The doctor took a look at a list of my complaints, drugs I was taking, allergies, and a bit of background information that I’d printed for him, then after the usual questions and answers and preliminaries, he got right to it. “I’m really concerned about you,” followed a bit later by, “I’m worried about you,” and finally, “I don’t know what’s wrong with you.”

Some patients might not have liked hearing those things, especially the last. Not me. I found them most welcome. I had no relationship with this doctor. I’d only seen him once – an introductory visit several months earlier.

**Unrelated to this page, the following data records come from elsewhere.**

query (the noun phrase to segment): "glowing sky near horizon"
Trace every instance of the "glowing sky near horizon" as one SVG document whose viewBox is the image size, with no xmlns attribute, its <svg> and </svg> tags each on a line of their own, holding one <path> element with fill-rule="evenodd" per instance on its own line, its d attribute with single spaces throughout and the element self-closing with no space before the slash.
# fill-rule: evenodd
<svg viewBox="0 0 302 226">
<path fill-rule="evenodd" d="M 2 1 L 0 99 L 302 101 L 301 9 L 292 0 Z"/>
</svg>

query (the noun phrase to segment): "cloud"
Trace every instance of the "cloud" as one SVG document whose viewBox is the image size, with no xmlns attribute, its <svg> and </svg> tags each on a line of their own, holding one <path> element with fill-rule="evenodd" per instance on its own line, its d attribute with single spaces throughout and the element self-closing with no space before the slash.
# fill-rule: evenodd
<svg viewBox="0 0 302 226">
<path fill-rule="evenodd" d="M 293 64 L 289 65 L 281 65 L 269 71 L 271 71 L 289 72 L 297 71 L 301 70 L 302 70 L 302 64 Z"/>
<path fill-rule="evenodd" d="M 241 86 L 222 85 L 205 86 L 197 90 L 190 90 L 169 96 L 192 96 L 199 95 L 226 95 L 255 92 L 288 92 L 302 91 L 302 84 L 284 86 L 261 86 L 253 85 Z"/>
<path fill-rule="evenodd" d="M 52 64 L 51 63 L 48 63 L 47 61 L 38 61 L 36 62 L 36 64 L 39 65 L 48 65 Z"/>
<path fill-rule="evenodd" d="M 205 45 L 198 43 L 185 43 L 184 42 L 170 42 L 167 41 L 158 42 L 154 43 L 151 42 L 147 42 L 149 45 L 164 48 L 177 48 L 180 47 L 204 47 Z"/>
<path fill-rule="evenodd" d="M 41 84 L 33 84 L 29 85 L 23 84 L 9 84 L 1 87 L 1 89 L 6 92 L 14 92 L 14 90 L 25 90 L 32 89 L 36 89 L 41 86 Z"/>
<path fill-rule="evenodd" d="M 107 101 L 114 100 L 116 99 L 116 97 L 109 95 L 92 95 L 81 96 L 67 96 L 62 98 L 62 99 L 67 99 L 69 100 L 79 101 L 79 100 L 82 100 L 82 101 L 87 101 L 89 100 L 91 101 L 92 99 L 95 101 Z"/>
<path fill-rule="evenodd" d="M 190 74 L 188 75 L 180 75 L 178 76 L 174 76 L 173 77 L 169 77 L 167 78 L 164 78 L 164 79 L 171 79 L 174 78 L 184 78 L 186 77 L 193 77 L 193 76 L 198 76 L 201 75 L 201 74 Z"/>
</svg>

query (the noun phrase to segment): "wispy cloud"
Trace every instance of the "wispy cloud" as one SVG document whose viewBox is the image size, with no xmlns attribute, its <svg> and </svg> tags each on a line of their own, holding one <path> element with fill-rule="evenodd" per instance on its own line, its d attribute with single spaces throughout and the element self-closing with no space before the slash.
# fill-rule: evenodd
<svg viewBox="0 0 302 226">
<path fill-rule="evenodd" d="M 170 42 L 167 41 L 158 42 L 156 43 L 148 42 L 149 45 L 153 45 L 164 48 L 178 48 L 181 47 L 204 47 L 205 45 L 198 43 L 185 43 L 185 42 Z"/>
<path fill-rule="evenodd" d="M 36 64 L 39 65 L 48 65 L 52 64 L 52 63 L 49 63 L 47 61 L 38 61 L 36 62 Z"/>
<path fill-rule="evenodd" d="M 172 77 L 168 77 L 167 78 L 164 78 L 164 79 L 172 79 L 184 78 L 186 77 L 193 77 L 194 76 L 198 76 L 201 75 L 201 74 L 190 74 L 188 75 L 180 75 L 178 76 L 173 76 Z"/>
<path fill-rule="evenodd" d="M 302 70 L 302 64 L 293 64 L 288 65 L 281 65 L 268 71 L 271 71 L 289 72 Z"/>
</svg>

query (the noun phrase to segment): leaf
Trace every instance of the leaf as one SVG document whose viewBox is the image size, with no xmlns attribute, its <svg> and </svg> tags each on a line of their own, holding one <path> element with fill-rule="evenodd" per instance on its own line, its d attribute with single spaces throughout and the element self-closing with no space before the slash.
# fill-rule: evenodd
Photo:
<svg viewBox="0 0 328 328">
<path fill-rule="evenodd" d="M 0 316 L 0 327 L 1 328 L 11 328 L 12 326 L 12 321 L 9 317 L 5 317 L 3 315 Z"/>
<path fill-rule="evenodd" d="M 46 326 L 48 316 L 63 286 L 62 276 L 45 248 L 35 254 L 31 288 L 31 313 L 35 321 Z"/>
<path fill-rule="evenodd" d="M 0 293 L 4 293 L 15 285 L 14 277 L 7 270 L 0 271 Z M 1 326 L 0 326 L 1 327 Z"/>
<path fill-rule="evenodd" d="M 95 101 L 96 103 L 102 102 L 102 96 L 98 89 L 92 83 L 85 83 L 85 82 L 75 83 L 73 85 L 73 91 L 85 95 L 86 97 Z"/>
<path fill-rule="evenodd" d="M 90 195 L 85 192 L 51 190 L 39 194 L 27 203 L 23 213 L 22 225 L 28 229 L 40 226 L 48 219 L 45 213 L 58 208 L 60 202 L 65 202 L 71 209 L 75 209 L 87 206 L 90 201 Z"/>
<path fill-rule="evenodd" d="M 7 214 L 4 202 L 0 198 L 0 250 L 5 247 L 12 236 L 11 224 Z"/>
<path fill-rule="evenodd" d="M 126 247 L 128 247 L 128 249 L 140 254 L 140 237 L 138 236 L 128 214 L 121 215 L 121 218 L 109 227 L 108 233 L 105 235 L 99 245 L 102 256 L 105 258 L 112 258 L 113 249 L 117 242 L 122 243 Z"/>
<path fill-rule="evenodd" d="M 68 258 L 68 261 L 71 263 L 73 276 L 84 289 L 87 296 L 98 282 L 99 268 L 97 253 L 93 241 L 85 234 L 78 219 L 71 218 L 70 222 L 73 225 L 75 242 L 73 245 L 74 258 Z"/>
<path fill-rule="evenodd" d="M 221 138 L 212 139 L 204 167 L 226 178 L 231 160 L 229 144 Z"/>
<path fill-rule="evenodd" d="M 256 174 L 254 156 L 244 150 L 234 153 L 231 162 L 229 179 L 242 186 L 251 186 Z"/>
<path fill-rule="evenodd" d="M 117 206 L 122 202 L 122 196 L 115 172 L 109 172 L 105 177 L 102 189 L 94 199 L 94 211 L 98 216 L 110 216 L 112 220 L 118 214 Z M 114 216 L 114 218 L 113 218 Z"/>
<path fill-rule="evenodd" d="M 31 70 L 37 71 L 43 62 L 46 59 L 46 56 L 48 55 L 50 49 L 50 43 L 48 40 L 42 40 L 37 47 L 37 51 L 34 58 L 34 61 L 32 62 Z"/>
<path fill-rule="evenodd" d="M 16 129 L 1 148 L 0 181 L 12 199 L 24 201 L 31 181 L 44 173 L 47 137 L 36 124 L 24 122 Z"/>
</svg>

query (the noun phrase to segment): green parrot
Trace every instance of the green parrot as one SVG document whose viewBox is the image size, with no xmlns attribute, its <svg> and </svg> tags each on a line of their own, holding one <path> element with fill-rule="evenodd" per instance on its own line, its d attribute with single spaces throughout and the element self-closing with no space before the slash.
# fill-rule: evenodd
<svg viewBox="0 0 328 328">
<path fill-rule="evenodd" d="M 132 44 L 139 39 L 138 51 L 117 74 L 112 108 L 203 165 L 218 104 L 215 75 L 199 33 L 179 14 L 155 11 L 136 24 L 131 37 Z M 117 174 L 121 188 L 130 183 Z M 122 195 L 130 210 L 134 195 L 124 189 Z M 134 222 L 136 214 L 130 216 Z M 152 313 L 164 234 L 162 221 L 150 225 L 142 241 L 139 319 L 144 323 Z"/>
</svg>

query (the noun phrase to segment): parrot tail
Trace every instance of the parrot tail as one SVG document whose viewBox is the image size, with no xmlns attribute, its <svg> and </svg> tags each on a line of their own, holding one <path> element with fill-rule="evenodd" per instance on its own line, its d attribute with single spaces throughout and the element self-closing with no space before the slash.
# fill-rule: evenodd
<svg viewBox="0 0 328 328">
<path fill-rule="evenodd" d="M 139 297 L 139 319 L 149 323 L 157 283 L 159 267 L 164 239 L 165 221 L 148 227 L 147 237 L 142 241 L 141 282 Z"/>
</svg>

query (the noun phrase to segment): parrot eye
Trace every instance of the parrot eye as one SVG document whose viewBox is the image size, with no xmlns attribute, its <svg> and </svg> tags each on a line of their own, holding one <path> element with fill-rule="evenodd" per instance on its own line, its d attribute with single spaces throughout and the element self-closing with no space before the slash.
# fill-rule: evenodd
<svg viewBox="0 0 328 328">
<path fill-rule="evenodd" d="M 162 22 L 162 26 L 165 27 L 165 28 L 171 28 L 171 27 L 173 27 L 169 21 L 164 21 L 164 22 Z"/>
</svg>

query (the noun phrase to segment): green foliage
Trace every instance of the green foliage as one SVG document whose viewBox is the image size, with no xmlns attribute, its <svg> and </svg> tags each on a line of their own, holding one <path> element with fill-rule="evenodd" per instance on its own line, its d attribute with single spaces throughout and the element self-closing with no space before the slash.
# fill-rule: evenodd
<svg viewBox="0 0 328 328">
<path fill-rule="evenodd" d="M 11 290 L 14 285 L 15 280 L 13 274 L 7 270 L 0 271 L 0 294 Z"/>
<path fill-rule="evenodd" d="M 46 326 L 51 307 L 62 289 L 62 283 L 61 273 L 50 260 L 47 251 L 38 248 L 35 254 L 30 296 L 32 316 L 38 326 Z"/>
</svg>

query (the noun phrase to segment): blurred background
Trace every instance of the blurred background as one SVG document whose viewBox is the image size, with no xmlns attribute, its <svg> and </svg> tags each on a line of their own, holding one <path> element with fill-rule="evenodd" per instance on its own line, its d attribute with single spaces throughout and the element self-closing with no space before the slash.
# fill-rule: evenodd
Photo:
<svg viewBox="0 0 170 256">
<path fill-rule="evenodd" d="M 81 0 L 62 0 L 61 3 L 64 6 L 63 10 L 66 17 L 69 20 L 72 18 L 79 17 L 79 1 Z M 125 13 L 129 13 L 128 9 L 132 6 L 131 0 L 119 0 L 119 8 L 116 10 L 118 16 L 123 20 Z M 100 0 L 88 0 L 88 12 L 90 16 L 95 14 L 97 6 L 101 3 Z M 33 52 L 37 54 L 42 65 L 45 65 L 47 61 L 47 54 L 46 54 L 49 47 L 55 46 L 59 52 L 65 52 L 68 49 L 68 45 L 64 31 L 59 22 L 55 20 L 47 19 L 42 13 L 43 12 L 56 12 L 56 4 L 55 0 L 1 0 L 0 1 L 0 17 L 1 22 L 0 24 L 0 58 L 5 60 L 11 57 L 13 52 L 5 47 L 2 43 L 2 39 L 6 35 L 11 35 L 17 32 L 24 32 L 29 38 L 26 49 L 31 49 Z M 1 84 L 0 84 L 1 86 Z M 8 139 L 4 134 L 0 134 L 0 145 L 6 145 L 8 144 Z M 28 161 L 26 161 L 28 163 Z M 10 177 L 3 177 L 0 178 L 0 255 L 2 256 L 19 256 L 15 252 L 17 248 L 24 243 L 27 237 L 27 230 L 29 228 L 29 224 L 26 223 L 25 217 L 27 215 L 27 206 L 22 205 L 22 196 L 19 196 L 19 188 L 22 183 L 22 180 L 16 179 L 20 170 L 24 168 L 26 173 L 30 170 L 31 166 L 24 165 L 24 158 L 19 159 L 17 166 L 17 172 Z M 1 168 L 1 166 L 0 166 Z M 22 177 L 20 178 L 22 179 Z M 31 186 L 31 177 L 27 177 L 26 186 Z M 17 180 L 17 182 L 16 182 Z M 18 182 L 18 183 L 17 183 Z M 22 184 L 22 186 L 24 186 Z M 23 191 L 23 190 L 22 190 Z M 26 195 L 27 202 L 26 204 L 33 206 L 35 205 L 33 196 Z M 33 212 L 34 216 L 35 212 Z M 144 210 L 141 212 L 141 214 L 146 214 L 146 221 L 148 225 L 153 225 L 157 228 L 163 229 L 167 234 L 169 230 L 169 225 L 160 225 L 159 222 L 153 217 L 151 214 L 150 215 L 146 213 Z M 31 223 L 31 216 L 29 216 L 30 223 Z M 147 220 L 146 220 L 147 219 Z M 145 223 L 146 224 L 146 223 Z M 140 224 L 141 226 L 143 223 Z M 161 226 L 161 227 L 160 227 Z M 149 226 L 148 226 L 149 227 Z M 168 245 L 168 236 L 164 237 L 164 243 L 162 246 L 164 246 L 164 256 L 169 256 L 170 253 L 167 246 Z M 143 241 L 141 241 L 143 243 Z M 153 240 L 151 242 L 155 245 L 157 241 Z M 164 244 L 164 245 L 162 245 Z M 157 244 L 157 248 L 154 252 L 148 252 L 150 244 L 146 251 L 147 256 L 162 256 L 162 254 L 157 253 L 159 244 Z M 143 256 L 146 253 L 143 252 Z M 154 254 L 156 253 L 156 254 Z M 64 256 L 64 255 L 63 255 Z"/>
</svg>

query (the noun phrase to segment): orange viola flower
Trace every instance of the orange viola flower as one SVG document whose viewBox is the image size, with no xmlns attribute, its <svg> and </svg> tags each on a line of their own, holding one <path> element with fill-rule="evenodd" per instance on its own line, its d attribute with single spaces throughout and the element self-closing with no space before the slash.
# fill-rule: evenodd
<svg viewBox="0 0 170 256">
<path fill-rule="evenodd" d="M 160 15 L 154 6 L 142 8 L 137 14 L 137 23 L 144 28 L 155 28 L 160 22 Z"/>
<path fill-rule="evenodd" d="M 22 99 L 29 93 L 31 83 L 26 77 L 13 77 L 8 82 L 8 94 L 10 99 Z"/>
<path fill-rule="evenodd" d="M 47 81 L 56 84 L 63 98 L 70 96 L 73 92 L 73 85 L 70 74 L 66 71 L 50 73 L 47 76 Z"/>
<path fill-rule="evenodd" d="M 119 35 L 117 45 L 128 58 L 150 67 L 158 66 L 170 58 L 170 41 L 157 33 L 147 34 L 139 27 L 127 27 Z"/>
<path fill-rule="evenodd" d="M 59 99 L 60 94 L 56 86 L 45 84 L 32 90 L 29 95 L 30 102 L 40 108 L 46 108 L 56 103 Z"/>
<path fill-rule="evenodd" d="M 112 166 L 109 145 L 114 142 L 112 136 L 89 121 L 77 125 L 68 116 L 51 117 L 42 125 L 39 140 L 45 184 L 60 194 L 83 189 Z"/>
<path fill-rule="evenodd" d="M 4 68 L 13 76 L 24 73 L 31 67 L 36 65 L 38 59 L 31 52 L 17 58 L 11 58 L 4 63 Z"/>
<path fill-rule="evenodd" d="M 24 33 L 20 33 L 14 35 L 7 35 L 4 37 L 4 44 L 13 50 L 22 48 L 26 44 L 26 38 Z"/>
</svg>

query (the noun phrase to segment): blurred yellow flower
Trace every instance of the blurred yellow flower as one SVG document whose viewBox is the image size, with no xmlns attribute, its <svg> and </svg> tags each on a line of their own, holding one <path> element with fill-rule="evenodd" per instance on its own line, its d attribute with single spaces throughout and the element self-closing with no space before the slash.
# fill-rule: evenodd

But with those few words, he’d shown himself to be compassionate and unpretentious, qualities one might or might not find in a new doctor. (His technical expertise was never in question; I’d checked his bona fides before becoming his patient.)

At the end of the examination, he put his hand on my shoulder – an act of curative power in itself – and said, “Don’t worry. We’re going to get you well.” Then it was off to the end of the hall to put some of my blood into chicken broth to see what grew and to have a couple of x-rays.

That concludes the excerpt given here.